Parish of St Helier
A legacy worth fighting for: Honouring World War 1 in St Helier
Project overview
To design historical dialogues that honour Jersey’s World War 1 heroes, both on island and on the front line, was an incredibly poignant and meaningful brief for the studio and one we are now very proud to see the results of. This brief was presented to us by the award-winning and competition-winning architect Siobhann Macleod from Axis Mason. Having won the competition tender with her structure design, she engaged Potting Shed to work with her on the execution of the typography for said structures.


Project details
At the initial briefing, it was obvious we needed a worthy and pertinent solution, rich in research and with thoughtful creative, architected at an incredibly large format. What’s more, the responsibility is that your work will live far beyond our time on this planet and generations far beyond that.
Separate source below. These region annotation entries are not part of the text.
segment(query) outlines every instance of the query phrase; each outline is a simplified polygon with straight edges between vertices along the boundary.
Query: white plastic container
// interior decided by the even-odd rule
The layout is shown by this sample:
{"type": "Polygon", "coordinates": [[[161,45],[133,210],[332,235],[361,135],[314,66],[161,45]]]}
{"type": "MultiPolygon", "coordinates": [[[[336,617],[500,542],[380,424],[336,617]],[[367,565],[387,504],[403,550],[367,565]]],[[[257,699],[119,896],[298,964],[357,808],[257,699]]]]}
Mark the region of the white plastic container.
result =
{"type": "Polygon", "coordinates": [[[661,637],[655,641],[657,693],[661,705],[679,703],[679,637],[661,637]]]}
We were provided with a vast amount of content and dialogue that had already been beautifully researched by an incredible local historian. We began by selecting content that truly enabled us to give voice to the structures. At times you well up, at times you laugh, and at times you feel as though you were there. However, every voice in all the words we chose was larger than any design or typography we produced. When we found ourselves at this junction, we had to manage our creative subjectivity with the true honouring of this memorial. We needed to let the voices be heard and remembered and design from a meaningful origin.
There are 2 structures, the stone and the Core 10 metal. Put simply, the stone contains the voices from Jersey during the war, predominantly women. The metal structure represents the men at war on the front line. There is a physical divide between the structures, representing that actual divide in time and space. However, the words connect the structures, at times functionally and at times emotionally. The narrative on the stone comes in the form of news articles, letters or poems, all with an energy that we tried to help live far beyond its history and time. The metal structure is simply a roll call of all the heroes that represented our island, lest we forget.
The memorial is ever-changing; the Core 10 metal will age over time. Intentionally, the stone piece is lit from below, as if buoyant with a sense of hope; in contrast, the metal structure is lit from within, perpetuating the lives that shine on in memory forever.
We could talk at length about the typefaces and design, but we hope the work speaks for itself; we simply wanted the voices to be heard and transcend any subjectivity of our design.
“Mémouaithe sans fîn - honneur êtèrnel.”